Oui, dans certains cas très particuliers, et notamment en cas de crise très grave. Ainsi, lorsque survient une catastrophe aérienne ou ferroviaire, nul autre que le PDG de la compagnie doit apparaître, dans les premiers moments, en première ligne. Cela est surtout valable dans les premiers instants.
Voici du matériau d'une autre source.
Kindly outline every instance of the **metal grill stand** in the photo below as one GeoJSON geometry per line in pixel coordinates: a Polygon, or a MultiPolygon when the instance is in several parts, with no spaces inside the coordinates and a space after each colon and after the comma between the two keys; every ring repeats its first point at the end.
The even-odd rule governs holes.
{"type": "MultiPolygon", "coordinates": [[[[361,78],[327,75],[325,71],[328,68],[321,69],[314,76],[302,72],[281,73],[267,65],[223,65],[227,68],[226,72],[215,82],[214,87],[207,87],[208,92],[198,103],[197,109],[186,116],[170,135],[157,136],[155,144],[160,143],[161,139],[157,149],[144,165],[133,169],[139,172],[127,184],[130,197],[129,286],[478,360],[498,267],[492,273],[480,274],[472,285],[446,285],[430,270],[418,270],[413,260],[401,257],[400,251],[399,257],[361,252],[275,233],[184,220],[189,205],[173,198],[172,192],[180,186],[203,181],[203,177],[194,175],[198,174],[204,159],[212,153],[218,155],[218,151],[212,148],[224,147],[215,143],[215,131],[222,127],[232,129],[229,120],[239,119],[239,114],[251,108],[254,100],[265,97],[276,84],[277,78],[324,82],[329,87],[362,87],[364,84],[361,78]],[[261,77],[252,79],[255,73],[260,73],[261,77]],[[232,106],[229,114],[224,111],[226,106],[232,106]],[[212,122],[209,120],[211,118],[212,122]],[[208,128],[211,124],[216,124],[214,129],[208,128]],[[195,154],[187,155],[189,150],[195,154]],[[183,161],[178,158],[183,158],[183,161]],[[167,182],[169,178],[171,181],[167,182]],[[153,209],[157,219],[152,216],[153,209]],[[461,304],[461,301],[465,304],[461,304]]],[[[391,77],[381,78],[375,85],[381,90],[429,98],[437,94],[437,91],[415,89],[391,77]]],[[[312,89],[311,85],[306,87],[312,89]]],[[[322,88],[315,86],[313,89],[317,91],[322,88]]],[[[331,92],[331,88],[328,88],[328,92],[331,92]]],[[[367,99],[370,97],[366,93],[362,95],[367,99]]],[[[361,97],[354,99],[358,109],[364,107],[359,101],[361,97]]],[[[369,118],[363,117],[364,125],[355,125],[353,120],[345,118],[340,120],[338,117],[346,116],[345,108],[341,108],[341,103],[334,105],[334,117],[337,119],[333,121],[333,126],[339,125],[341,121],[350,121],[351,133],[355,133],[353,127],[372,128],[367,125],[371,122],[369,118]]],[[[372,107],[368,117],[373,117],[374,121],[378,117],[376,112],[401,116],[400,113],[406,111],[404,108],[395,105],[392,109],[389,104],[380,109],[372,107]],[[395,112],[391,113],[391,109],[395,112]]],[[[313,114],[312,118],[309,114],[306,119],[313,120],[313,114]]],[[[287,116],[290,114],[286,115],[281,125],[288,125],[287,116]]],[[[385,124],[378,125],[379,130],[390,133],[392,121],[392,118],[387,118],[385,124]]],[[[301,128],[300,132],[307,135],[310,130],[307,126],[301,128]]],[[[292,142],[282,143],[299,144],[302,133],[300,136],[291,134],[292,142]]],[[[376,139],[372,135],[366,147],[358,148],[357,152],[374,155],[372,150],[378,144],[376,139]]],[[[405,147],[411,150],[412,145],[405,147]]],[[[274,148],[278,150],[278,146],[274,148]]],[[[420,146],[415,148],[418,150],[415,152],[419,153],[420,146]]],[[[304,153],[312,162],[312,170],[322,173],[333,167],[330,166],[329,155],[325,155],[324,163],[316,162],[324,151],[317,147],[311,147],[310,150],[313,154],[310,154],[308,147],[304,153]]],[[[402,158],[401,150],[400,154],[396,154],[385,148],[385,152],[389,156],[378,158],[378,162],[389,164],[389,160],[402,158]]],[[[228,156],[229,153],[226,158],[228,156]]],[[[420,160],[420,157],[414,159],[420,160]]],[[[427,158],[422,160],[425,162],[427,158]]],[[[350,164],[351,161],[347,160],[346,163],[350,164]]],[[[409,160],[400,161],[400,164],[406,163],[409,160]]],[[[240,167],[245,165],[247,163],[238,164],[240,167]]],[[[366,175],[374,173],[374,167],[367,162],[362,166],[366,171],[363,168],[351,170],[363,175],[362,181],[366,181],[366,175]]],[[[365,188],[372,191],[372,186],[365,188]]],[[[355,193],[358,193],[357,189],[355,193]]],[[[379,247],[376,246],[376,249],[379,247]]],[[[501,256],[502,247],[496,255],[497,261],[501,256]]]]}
Si la crise dure, si les développements dans les médias s’étalent dans le temps (enquête, expertises, rebondissements…) il convient de choisir un autre porte-parole qui prendra le relais. Il convient de ne pas banaliser la parole du PDG, qui ne doit être exposé que dans les moments forts.

Quelques dirigeants d’entreprise ont choisi d’apparaître systématiquement dans les médias. C’est le cas par exemple de Michel-Edouard Leclerc, qui est, pour les journalistes comme le public, la voix, le visage, la parole du groupe Leclerc. Ce choix, lié à la personnalisation à l’extrême du distributeur, reste une exception.

– Le directeur de la communication peut-il être porte-parole ?

En général non. Un directeur de la communication est choisi pour ses compétences d’organisateur, pas pour passer à la télévision. Il a beaucoup d’autres tâches à exécuter, notamment en temps de crise, ne serait-ce que dans les contacts quotidiens à organiser avec la presse. Il connaît trop bien les médias pour être dans l’action, l’émotion et la justesse. Face aux journalistes qu’il fréquente et contacte tout au long de l’année, il risque d’être trop lisse, convenu et pas assez crédible lorsque survient la crise.

Le porte-parole est choisi en fonction de la crise. Il n’est pas le même en cas de crise sociale, technologique, financière, économique… Il est choisi aussi en fonction de l’image que l’on veut peaufiner en particulier.

Dans tous les cas de figure, il est conseillé de veiller aux points suivants :

– Le porte-parole fait partie de la cellule de crise, ou, du moins, travaille en étroite collaboration avec elle. Il doit être parfaitement informé de tout ce qui se passe, se prépare, se profile.

– Eviter de choisir un porte-parole trop jeune, qui paraîtrait inexpérimenté et enverrait le signal que l’entreprise ne prend pas assez la situation au sérieux. Il ne suffit pas d’être jeune pour être dynamique.

– Choisir quelqu’un qui s’exprime de manière claire, fluide, concrète et qui « passe bien » physiquement. Mieux vaut éviter quelqu’un d’apparence renfermée, sévère, triste ou trop joviale. Attention aussi à sa voix. En radio, la voix de votre porte-parole représente à elle-seule l’entreprise. Mieux vaut éviter les timbres monocorde, haut perché, les débits excessivement rapides.

– Former ses porte-parole potentiels à la prise de parole en public et devant les médias. Ce travail de formation doit être fait en amont, mais il peut s’accomplir aussi en urgence si besoin, lorsque la crise survient.

Il est aussi conseillé de veiller à l’apparence, à la présentation de ses porte-parole. Sans verser dans la dictature de la mode, quelques ajustements en matière de look, de vêtements, de coiffure peuvent être bénéfiques. Au moment de s’exposer devant les médias et le grand public, paraître moderne et dynamique est un plus.